‘Aqui, onde acaba a estrada’. Tema das migrações forçadas sobe ao palco
27/09/2022
Uma família foge da guerra há gerações — há tanto tempo que já nem se lembra da terra de onde era – e finalmente encontra um portão com a promessa de que, do outro lado, há um mundo melhor.
No entanto, para passarem o portão terão de renunciar à sua cultura e à sua língua e mesmo isso poderá não ser suficiente para passarem para lá do sítio onde acaba a estrada.
É este o mote de ‘Aqui, onde acaba a estrada’, peça escrita e encenada por Igor Lebreaud, que fala da violência das fronteiras, da ideia do outro, do que é ou não “civilizado”.
No palco, o portão assume-se como um dos poucos elementos de cenografia do espetáculo, uma sexta personagem, para além dos três refugiados, do guarda do portão e do ‘Professor’, que assume a chefia da fronteira e determina quem pode ou não entrar – aliás, quem é ou não civilizado.
“O portão é a sexta personagem.

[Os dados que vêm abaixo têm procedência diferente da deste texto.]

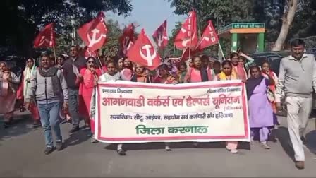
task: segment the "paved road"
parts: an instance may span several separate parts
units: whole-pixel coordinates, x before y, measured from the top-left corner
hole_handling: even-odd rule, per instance
[[[173,144],[173,150],[166,152],[162,143],[147,143],[128,145],[125,157],[118,155],[111,145],[91,143],[86,129],[69,136],[71,126],[68,124],[62,126],[67,147],[45,155],[42,129],[32,129],[30,119],[18,119],[12,128],[0,127],[0,176],[315,177],[316,156],[308,148],[305,169],[295,168],[285,119],[280,119],[283,127],[275,131],[279,141],[269,143],[269,150],[258,143],[251,146],[251,150],[243,144],[240,153],[233,155],[220,143],[202,144],[200,148],[181,143]],[[308,140],[316,143],[314,119],[310,122]],[[308,147],[312,150],[316,148],[315,145]]]

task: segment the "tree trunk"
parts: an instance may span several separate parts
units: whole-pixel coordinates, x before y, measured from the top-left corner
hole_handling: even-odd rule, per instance
[[[282,20],[282,27],[278,39],[273,47],[272,51],[281,51],[283,44],[286,40],[288,30],[295,16],[295,13],[298,8],[298,0],[288,0],[288,11],[284,12]]]

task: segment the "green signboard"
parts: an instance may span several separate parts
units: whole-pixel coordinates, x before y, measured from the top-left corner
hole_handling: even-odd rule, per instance
[[[233,23],[233,28],[264,28],[265,23]]]

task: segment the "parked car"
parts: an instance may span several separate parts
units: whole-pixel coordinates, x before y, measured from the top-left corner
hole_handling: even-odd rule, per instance
[[[312,53],[314,55],[315,54]],[[272,70],[275,72],[276,75],[279,76],[280,69],[280,62],[283,57],[287,57],[291,54],[291,51],[280,51],[280,52],[262,52],[262,53],[255,53],[249,54],[250,57],[255,59],[255,64],[258,66],[261,66],[262,63],[265,61],[269,61],[270,64],[270,67]],[[316,109],[316,95],[315,92],[313,93],[313,100],[312,100],[312,109]],[[282,103],[284,102],[284,100],[281,101]],[[286,116],[286,107],[285,105],[283,106],[284,111],[281,112],[278,112],[278,115]]]

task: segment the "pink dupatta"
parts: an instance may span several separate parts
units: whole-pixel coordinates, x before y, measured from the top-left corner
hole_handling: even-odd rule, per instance
[[[1,96],[6,96],[8,95],[8,78],[10,77],[9,75],[4,72],[1,72],[0,73],[2,81],[1,82]]]

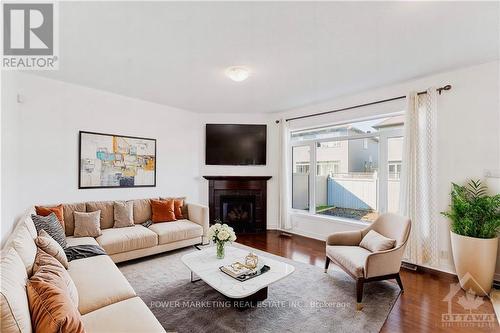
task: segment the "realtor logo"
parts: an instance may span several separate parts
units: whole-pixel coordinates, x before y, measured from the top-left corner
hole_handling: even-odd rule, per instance
[[[3,69],[57,69],[55,3],[3,3]]]

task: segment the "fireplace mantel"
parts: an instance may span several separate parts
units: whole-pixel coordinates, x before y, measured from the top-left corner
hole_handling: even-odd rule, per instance
[[[203,176],[206,180],[269,180],[272,176]]]
[[[242,232],[262,232],[266,230],[267,181],[271,176],[203,176],[208,180],[208,202],[210,224],[222,219],[224,198],[228,196],[253,196],[255,198],[254,221],[250,225],[233,226]]]

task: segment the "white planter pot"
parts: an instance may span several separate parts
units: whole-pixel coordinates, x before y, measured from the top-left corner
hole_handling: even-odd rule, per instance
[[[450,231],[453,262],[460,286],[476,295],[487,295],[493,284],[498,238],[474,238]]]

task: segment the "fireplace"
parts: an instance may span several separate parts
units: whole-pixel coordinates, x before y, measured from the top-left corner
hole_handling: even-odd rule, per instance
[[[266,230],[267,180],[271,177],[204,178],[209,181],[210,224],[219,219],[237,234]]]
[[[236,232],[251,231],[255,224],[255,195],[223,195],[220,205],[222,223]]]

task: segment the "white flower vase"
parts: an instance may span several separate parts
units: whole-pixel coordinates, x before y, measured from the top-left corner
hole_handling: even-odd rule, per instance
[[[224,259],[225,255],[225,242],[217,242],[217,259]]]

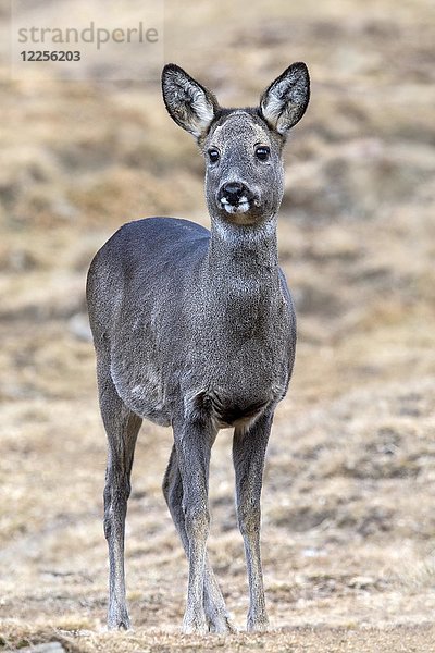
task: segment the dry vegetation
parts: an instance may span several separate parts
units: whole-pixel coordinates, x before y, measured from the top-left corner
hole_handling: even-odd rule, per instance
[[[253,102],[294,60],[313,78],[279,227],[299,348],[264,486],[274,630],[229,640],[178,634],[186,564],[160,491],[171,433],[150,424],[128,515],[136,630],[103,631],[105,442],[84,303],[121,223],[207,224],[201,161],[158,82],[11,82],[3,61],[0,650],[435,650],[434,25],[430,0],[166,1],[166,60],[223,102]],[[229,448],[222,432],[210,551],[241,628]]]

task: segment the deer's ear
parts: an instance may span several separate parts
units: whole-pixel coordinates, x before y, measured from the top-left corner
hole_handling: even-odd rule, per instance
[[[196,138],[203,136],[219,111],[214,95],[174,63],[163,69],[162,91],[167,112],[176,124]]]
[[[285,137],[300,121],[310,99],[310,75],[304,63],[293,63],[265,89],[260,111],[266,123]]]

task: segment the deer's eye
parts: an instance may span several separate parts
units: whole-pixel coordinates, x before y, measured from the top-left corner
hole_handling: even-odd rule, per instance
[[[211,147],[207,153],[209,155],[210,163],[216,163],[221,158],[221,155],[216,147]]]
[[[256,157],[259,161],[268,161],[271,156],[271,150],[266,145],[258,145],[256,147]]]

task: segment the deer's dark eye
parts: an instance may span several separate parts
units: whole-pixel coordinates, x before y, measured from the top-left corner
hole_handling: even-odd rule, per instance
[[[256,147],[256,157],[259,161],[268,161],[271,156],[271,150],[266,145],[258,145]]]
[[[211,147],[207,153],[209,155],[210,163],[216,163],[221,158],[219,149],[215,147]]]

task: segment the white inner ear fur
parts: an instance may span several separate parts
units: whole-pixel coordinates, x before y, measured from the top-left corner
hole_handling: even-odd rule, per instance
[[[287,99],[283,99],[286,96],[288,89],[288,79],[283,79],[274,85],[266,97],[261,102],[261,111],[266,120],[270,120],[273,124],[276,123],[283,109],[287,103]]]
[[[207,100],[207,96],[203,94],[203,91],[198,88],[198,90],[194,93],[191,109],[197,118],[197,120],[194,119],[195,124],[192,126],[194,128],[196,127],[196,130],[192,132],[192,134],[195,136],[200,136],[204,128],[208,127],[213,120],[214,108]]]

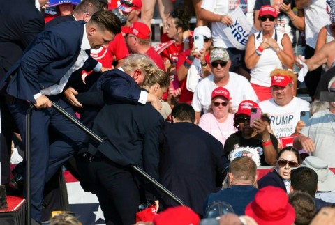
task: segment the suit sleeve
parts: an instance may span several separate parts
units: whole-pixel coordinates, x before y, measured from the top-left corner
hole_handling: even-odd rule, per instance
[[[151,105],[149,107],[151,107]],[[151,127],[148,127],[145,134],[143,143],[143,167],[154,179],[158,180],[159,135],[164,121],[163,117],[158,113],[151,116],[148,115],[147,118],[149,120],[154,121],[152,121],[154,123]]]
[[[40,71],[53,61],[70,55],[75,47],[48,31],[39,36],[38,42],[21,59],[17,71],[17,75],[15,77],[18,80],[17,84],[19,84],[20,86],[9,86],[7,89],[9,94],[18,90],[18,98],[33,103],[36,102],[34,95],[40,93],[42,89],[38,82]],[[14,79],[12,79],[10,82],[13,83]]]
[[[41,15],[35,14],[34,17],[25,18],[24,26],[22,29],[22,36],[21,37],[21,42],[24,46],[24,48],[27,47],[32,42],[34,38],[37,36],[38,33],[44,30],[45,22]],[[30,14],[28,13],[29,15]]]

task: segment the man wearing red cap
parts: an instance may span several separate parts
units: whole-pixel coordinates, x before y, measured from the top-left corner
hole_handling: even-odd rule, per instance
[[[251,125],[250,116],[253,107],[258,107],[258,104],[251,100],[244,100],[239,104],[234,118],[234,127],[238,131],[227,139],[223,152],[230,161],[247,155],[253,158],[257,166],[274,165],[278,141],[269,132],[265,117],[255,120],[253,125]]]
[[[129,24],[141,21],[142,0],[121,0],[120,3],[119,8],[128,17]]]
[[[135,22],[131,26],[123,26],[122,32],[130,52],[148,55],[158,68],[165,70],[162,57],[151,45],[151,31],[149,26],[140,22]]]
[[[192,107],[195,111],[198,121],[202,110],[204,113],[208,111],[211,92],[218,86],[223,86],[229,91],[234,111],[237,109],[239,104],[246,99],[258,102],[250,82],[245,77],[229,71],[232,61],[225,49],[214,48],[211,51],[209,63],[212,74],[198,84],[192,99]]]
[[[293,95],[294,75],[291,71],[276,69],[270,76],[272,98],[260,102],[262,111],[269,114],[277,139],[298,134],[304,126],[304,123],[299,121],[300,112],[309,111],[309,103]]]

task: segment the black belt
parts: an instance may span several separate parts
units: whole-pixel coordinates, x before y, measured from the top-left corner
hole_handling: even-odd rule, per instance
[[[88,162],[110,162],[110,160],[105,155],[99,151],[97,151],[95,155],[92,155],[89,153],[85,153],[80,156],[86,161]]]
[[[10,95],[6,95],[6,101],[8,104],[15,104],[19,99]]]

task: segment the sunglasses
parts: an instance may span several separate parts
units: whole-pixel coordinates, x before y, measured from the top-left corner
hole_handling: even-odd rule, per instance
[[[274,20],[276,20],[275,17],[271,16],[271,15],[267,15],[267,16],[264,16],[264,17],[260,17],[260,20],[262,21],[262,22],[265,22],[265,21],[267,21],[267,19],[269,19],[269,21],[271,21],[271,22],[274,22]]]
[[[121,0],[120,1],[121,4],[121,5],[125,5],[127,7],[134,7],[134,6],[136,6],[135,5],[134,5],[133,3],[132,3],[130,1],[125,1],[125,0]]]
[[[244,123],[248,122],[248,123],[250,123],[250,116],[248,117],[237,117],[236,119],[236,121],[239,123]]]
[[[288,166],[291,168],[298,167],[298,164],[295,161],[288,161],[288,160],[281,159],[281,160],[277,160],[277,163],[280,167],[285,166],[288,164]]]
[[[211,67],[216,68],[218,66],[218,65],[220,65],[221,67],[225,67],[225,65],[227,65],[227,62],[213,62],[213,63],[211,63]]]
[[[228,104],[228,102],[214,102],[213,104],[214,105],[214,107],[218,107],[220,104],[222,105],[223,107],[226,107]]]

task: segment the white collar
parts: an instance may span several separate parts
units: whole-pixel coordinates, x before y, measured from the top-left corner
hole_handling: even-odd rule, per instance
[[[82,37],[82,45],[80,46],[82,50],[88,50],[91,49],[87,33],[86,33],[86,24],[84,25],[84,35]]]

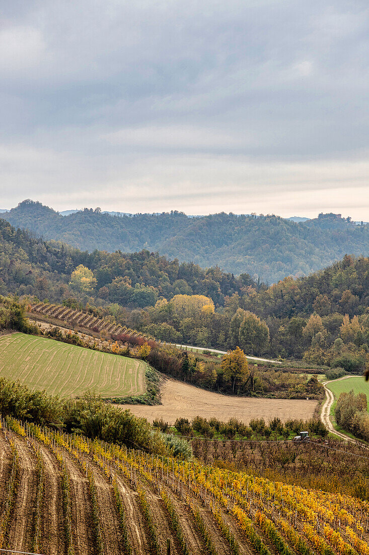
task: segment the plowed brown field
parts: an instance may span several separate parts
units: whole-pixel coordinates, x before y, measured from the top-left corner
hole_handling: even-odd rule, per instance
[[[314,413],[316,401],[299,399],[264,399],[248,397],[232,397],[207,391],[176,380],[166,380],[162,389],[162,405],[124,405],[137,416],[144,416],[150,422],[162,418],[174,424],[179,416],[192,420],[199,415],[206,418],[215,416],[221,420],[234,417],[248,423],[252,418],[264,418],[266,421],[275,416],[283,422],[289,418],[307,420]]]

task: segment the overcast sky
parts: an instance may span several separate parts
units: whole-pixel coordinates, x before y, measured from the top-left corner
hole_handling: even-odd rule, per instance
[[[2,0],[0,208],[369,219],[367,0]]]

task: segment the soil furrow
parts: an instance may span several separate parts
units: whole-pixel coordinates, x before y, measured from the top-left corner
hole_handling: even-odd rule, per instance
[[[171,491],[169,490],[169,492],[181,522],[183,536],[192,555],[202,555],[204,547],[189,509]]]
[[[100,532],[105,555],[119,555],[122,552],[122,534],[114,500],[112,486],[107,483],[101,471],[90,465],[94,473],[100,517]]]
[[[62,555],[65,543],[62,475],[54,457],[42,444],[38,445],[44,463],[40,551],[49,555]]]
[[[137,555],[148,553],[150,547],[145,533],[145,523],[139,507],[138,495],[121,476],[117,475],[116,481],[126,513],[126,524],[134,552]]]
[[[35,516],[37,493],[36,458],[25,441],[13,435],[19,459],[19,484],[15,509],[8,535],[12,549],[30,551]]]
[[[8,483],[12,472],[12,451],[3,431],[0,432],[0,514],[8,495]]]
[[[143,482],[141,482],[141,485],[145,490],[147,501],[150,506],[151,515],[156,527],[158,540],[162,547],[163,553],[165,552],[167,539],[169,539],[171,543],[171,553],[178,555],[180,553],[178,541],[169,528],[168,513],[163,500],[149,486]]]
[[[72,536],[75,555],[93,553],[93,526],[89,482],[66,451],[63,456],[70,477]]]

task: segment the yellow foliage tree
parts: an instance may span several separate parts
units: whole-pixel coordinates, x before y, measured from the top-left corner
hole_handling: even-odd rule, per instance
[[[80,264],[72,272],[69,285],[72,285],[79,291],[88,292],[92,291],[96,286],[97,282],[97,280],[94,277],[92,270],[84,266],[83,264]]]
[[[248,377],[249,365],[243,351],[239,347],[236,347],[234,351],[228,351],[222,359],[221,367],[224,380],[232,384],[234,393],[236,385],[244,384]]]
[[[142,359],[142,360],[146,360],[151,350],[151,347],[146,342],[146,343],[144,343],[143,345],[141,346],[137,352],[137,355],[140,359]]]
[[[204,295],[175,295],[171,301],[174,311],[181,318],[194,318],[200,315],[204,306],[206,312],[214,312],[212,299]]]
[[[119,347],[119,345],[118,345],[117,342],[115,341],[115,342],[113,343],[113,344],[111,346],[111,352],[114,352],[115,355],[117,355],[120,350],[120,347]]]

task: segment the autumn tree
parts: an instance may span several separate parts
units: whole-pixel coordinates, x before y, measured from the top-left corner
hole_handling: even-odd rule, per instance
[[[222,359],[221,366],[223,371],[223,379],[232,385],[234,393],[236,385],[239,387],[244,384],[248,375],[249,365],[243,351],[239,347],[228,351]]]
[[[239,328],[239,344],[252,355],[261,355],[269,340],[269,330],[263,320],[252,312],[247,312]]]
[[[74,270],[70,276],[69,285],[72,285],[78,291],[89,292],[96,286],[97,280],[94,277],[94,273],[89,268],[80,264]]]
[[[196,317],[204,312],[212,314],[214,310],[212,300],[204,295],[175,295],[170,304],[180,318]]]
[[[316,334],[319,332],[321,333],[323,336],[326,335],[327,333],[321,318],[319,314],[314,312],[309,319],[306,326],[303,329],[303,336],[311,343]]]

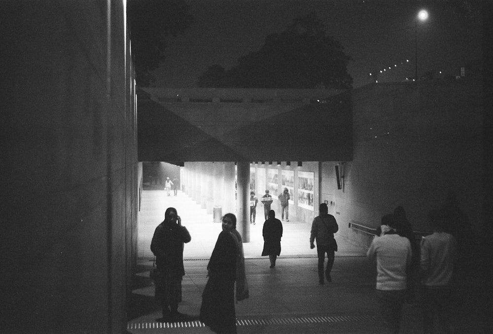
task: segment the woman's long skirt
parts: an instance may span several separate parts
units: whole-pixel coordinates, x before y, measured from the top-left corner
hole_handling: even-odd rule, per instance
[[[216,333],[236,334],[235,281],[209,278],[202,293],[199,319]]]

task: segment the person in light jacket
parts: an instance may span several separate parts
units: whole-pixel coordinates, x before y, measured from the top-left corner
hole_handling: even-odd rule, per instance
[[[315,217],[312,223],[310,232],[310,248],[315,248],[314,242],[317,240],[317,253],[318,257],[318,283],[323,284],[323,263],[327,253],[327,268],[325,269],[325,278],[328,282],[332,282],[330,271],[334,265],[334,252],[337,250],[337,243],[334,239],[334,234],[339,231],[339,225],[336,218],[329,214],[329,209],[325,203],[322,203],[318,207],[319,215]]]

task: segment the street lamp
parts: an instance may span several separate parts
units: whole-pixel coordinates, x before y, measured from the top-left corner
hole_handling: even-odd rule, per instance
[[[422,9],[418,13],[418,17],[414,21],[414,80],[418,81],[418,21],[425,21],[428,19],[428,12]]]

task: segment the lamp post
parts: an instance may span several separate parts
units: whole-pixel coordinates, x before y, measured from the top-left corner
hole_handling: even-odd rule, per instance
[[[418,13],[418,17],[414,21],[414,80],[418,81],[418,21],[424,21],[428,19],[428,12],[422,9]]]

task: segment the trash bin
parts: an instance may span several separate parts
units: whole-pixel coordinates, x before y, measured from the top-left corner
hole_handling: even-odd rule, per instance
[[[214,222],[220,223],[221,218],[222,217],[222,208],[221,207],[214,207]]]

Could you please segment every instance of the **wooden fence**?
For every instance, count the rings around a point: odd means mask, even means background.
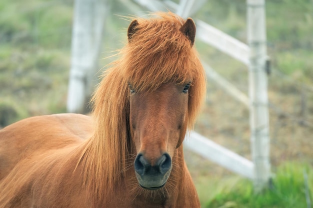
[[[177,13],[184,18],[192,17],[192,14],[200,7],[205,0],[181,0],[179,4],[168,0],[120,0],[126,3],[132,12],[140,15],[140,7],[146,9],[155,11],[168,10],[168,9]],[[76,0],[76,4],[103,3],[104,0]],[[100,1],[102,3],[100,3]],[[268,58],[266,47],[266,32],[265,29],[264,0],[247,0],[247,27],[248,45],[244,44],[222,31],[210,25],[203,20],[194,19],[197,26],[196,37],[200,40],[216,47],[232,57],[242,62],[248,66],[249,73],[249,95],[248,96],[236,89],[232,83],[224,79],[214,71],[206,63],[202,60],[208,77],[214,80],[218,85],[228,93],[233,98],[238,100],[248,108],[250,111],[250,126],[251,131],[251,148],[252,161],[250,161],[238,154],[232,152],[226,148],[214,143],[198,133],[192,132],[190,139],[185,140],[184,145],[187,148],[200,154],[202,156],[220,165],[253,180],[256,191],[258,192],[266,185],[270,178],[270,166],[269,159],[270,139],[268,135],[268,112],[267,95],[267,74],[266,68]],[[100,7],[101,8],[101,7]],[[79,8],[76,7],[76,11]],[[102,12],[108,11],[103,8]],[[84,24],[80,26],[91,24],[93,20],[90,19],[89,23],[78,20],[80,17],[75,15],[74,29],[78,27],[77,24]],[[96,33],[95,33],[96,34]],[[99,41],[96,34],[94,35],[96,41]],[[75,35],[73,34],[73,44],[88,40],[88,38],[84,39],[84,35]],[[76,39],[74,38],[78,38]],[[100,44],[92,45],[100,45]],[[81,44],[81,43],[80,43]],[[96,47],[96,52],[97,51]],[[75,45],[72,46],[72,53],[74,56],[79,50]],[[95,54],[94,52],[91,53]],[[92,65],[94,58],[89,58],[90,61],[88,66]],[[74,89],[84,90],[83,86],[86,86],[84,82],[84,77],[86,77],[86,69],[76,67],[76,63],[81,61],[80,56],[73,56],[72,68],[70,82],[68,110],[70,112],[79,112],[81,109],[77,104],[82,101],[74,100],[72,93],[80,93],[82,97],[85,96],[84,92],[78,92]],[[78,64],[78,65],[80,64]],[[76,64],[78,65],[78,64]],[[81,76],[77,75],[82,75]],[[72,80],[72,79],[74,81]],[[79,83],[80,87],[76,88],[71,87],[71,83]],[[83,91],[84,92],[84,91]],[[85,96],[86,97],[86,96]],[[82,98],[80,98],[81,99]],[[71,107],[72,106],[72,107]]]

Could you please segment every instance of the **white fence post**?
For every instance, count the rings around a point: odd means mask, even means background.
[[[76,0],[72,43],[67,110],[82,113],[85,110],[92,85],[90,75],[101,45],[104,15],[108,6],[104,0]]]
[[[248,39],[250,47],[249,95],[251,146],[255,191],[260,192],[270,178],[266,39],[264,0],[247,0]]]

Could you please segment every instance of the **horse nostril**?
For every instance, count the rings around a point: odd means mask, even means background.
[[[142,175],[144,173],[146,169],[148,164],[148,162],[142,156],[142,154],[138,154],[137,157],[136,157],[134,164],[135,171],[139,175]]]
[[[162,174],[165,174],[172,167],[172,159],[170,155],[167,153],[164,154],[159,159],[157,164],[160,166],[160,172]]]

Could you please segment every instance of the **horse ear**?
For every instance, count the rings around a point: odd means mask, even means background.
[[[188,18],[180,30],[189,39],[192,47],[194,43],[196,36],[196,24],[192,19]]]
[[[128,41],[130,42],[132,35],[136,32],[138,30],[137,26],[139,24],[136,19],[134,19],[130,24],[127,30],[127,36],[128,36]]]

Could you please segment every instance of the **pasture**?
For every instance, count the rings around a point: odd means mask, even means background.
[[[196,15],[245,42],[244,1],[208,1]],[[254,196],[249,181],[186,152],[202,207],[304,208],[306,184],[312,200],[313,3],[280,0],[266,3],[272,66],[268,82],[271,162],[276,175],[273,187]],[[0,126],[66,111],[72,5],[72,0],[0,2]],[[112,14],[128,13],[126,5],[114,2],[112,6]],[[101,58],[126,41],[128,22],[118,15],[106,21],[99,68],[112,60]],[[244,66],[196,40],[195,44],[202,58],[248,92]],[[196,130],[250,158],[248,109],[208,81],[206,105]]]

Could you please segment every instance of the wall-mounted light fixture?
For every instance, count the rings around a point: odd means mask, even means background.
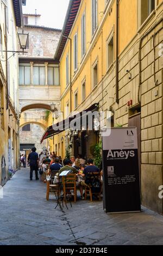
[[[126,70],[126,72],[127,72],[127,73],[129,74],[130,76],[129,77],[128,79],[129,79],[129,80],[130,80],[131,79],[131,78],[132,78],[132,75],[131,75],[131,72],[130,72],[129,70]]]
[[[22,50],[22,51],[2,51],[2,52],[11,52],[12,53],[12,54],[7,59],[4,60],[4,56],[2,55],[0,56],[0,60],[2,62],[6,62],[8,59],[9,59],[11,57],[15,56],[16,53],[17,53],[18,55],[20,55],[20,53],[28,53],[27,52],[24,52],[24,50],[27,48],[27,44],[28,41],[28,39],[29,36],[28,34],[24,34],[24,33],[17,33],[17,36],[18,38],[18,41],[20,42],[20,48]]]

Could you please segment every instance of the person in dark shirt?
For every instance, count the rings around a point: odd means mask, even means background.
[[[38,169],[39,166],[39,158],[37,153],[36,153],[36,148],[32,149],[32,152],[29,154],[28,161],[30,165],[30,180],[32,180],[33,172],[35,172],[36,180],[39,180]]]
[[[49,169],[52,170],[59,170],[62,166],[59,163],[59,159],[56,157],[54,160],[54,163],[52,163],[50,166]]]
[[[84,168],[82,174],[83,177],[89,173],[99,173],[99,169],[93,164],[93,159],[89,159],[87,163],[89,165]]]

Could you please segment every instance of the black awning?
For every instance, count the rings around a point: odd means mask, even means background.
[[[84,109],[81,112],[79,113],[78,115],[80,115],[80,118],[82,118],[82,114],[83,112],[88,112],[90,111],[93,112],[96,110],[98,107],[98,103],[96,103],[92,105],[89,108],[86,109]],[[57,134],[60,133],[64,131],[66,131],[66,130],[68,130],[70,128],[70,123],[72,121],[73,119],[76,119],[76,115],[74,115],[73,117],[70,117],[66,119],[64,119],[64,120],[59,122],[57,124],[55,124],[55,130],[54,130],[54,126],[52,125],[51,126],[48,127],[46,129],[45,132],[44,133],[42,138],[41,139],[41,144],[42,143],[44,139],[47,139],[50,137],[54,136]]]

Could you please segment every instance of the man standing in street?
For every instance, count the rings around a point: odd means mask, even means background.
[[[32,152],[29,154],[28,161],[30,165],[30,180],[32,180],[33,172],[35,171],[36,180],[39,180],[38,169],[39,166],[39,159],[37,153],[36,153],[36,148],[32,149]]]

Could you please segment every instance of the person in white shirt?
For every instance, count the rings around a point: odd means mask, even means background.
[[[72,166],[73,167],[74,166],[76,166],[76,159],[74,156],[72,156],[70,159],[70,160],[72,162]]]

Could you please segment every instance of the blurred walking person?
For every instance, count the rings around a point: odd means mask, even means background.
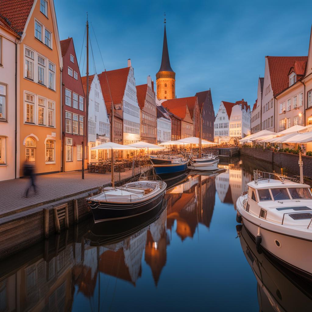
[[[36,176],[34,174],[35,166],[33,162],[31,161],[25,162],[24,165],[24,175],[27,177],[29,178],[29,183],[28,187],[26,189],[24,196],[28,197],[28,193],[32,187],[34,189],[35,193],[37,193],[37,188],[36,185]]]

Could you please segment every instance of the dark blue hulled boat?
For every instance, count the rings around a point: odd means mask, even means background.
[[[153,163],[153,168],[156,174],[159,175],[170,174],[185,171],[188,168],[189,160],[182,159],[171,163]]]

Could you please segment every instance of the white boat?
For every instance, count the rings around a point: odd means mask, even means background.
[[[236,220],[256,238],[259,252],[312,279],[312,194],[296,179],[256,170],[236,203]]]
[[[201,171],[211,171],[218,169],[219,159],[217,158],[213,161],[208,162],[190,162],[188,168],[191,170]]]

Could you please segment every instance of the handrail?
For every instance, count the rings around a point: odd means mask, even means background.
[[[266,176],[268,176],[268,178],[266,178]],[[271,178],[271,177],[272,178]],[[259,179],[259,178],[260,178]],[[266,172],[266,171],[261,171],[260,170],[254,170],[254,180],[255,181],[255,184],[258,184],[258,181],[259,180],[266,180],[267,179],[268,182],[270,182],[270,180],[272,179],[276,180],[274,178],[277,178],[277,179],[281,181],[282,183],[284,183],[285,180],[288,180],[293,182],[298,182],[298,178],[292,178],[290,177],[288,177],[287,176],[284,175],[283,174],[280,174],[279,173],[272,173],[271,172]]]

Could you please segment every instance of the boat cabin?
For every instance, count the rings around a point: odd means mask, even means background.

Tem uma identidade muito forte no texto e no espetáculo. O portão é o sistema, é a mega-estrutura”, disse à agência Lusa Igor Lebreaud, apontando para o portão também como elemento artificial que determina uma fronteira, uma divisão artificial entre territórios.
Diante do portão, a família de três refugiados é obrigada a um processo de renúncia da sua cultura e língua, para tentarem passar.
“Queria abordar esta ideia de que mesmo atingindo a dita civilização continuam a ser estrangeiros. Têm de deixar tudo para trás e, mesmo que passem, mesmo que entrem, mesmo que os aceitemos, nunca serão iguais a nós”, notou o encenador.
O ator que está na companhia desde 2009 tem nesta peça a sua primeira “aventura” como dramaturgo, um texto que surgiu em 2018, “durante uma certa ressaca pessoal da crise dos refugiados da Síria”.
“Há esta coisa de querer afastar o outro, de apontar o dedo ao outro – até de criar o conceito do outro para legitimar quem sou e tudo isso já andava na minha cabeça há muito tempo. Simplesmente isto foi a maneira de poder falar sobre isso, partindo do que estava a dar diariamente na televisão”, referiu.
No entanto, a peça situa-se num local e tempo indeterminado e os refugiados falam uma língua “inventada” — um cruzamento de várias línguas propositadamente europeias, como o italiano, o alemão ou o latim.
Para a criação do texto, o ator só tinha a imagem de uma família que chega a um portão, no meio de um deserto, a arrastar uma caixa, e o título da peça.
Em três dias, saiu o primeiro rascunho, que foi alvo de sucessivas revisões, referiu.
Depois de partilhar a peça com os colegas, o diretor da companhia, António Augusto Barros, acabou por desafiar Igor Lebreaud a encenar o texto.
Entretanto, o ator já está a rever outros dois textos e admite ter “mais algumas coisas que ainda estão a crescer”.
Sobre se poderão também esses ser encenados na companhia onde está há 14 anos, Igor Lebreaud recusa criar grandes expectativas.
“Talvez… se não me tiver portado muito mal”, brinca.
A peça é interpretada por Ana Teresa Santos, Hugo Inácio, Margarida Dias, Miguel Magalhães e Ricardo Kalash.
‘Aqui, onde acaba a estrada’ estará em cena no Teatro da Cerca de São Bernardo, em Coimbra, até 16 de outubro, todas as semanas, entre quinta-feira e domingo.
Os bilhetes custam entre cinco e dez euros.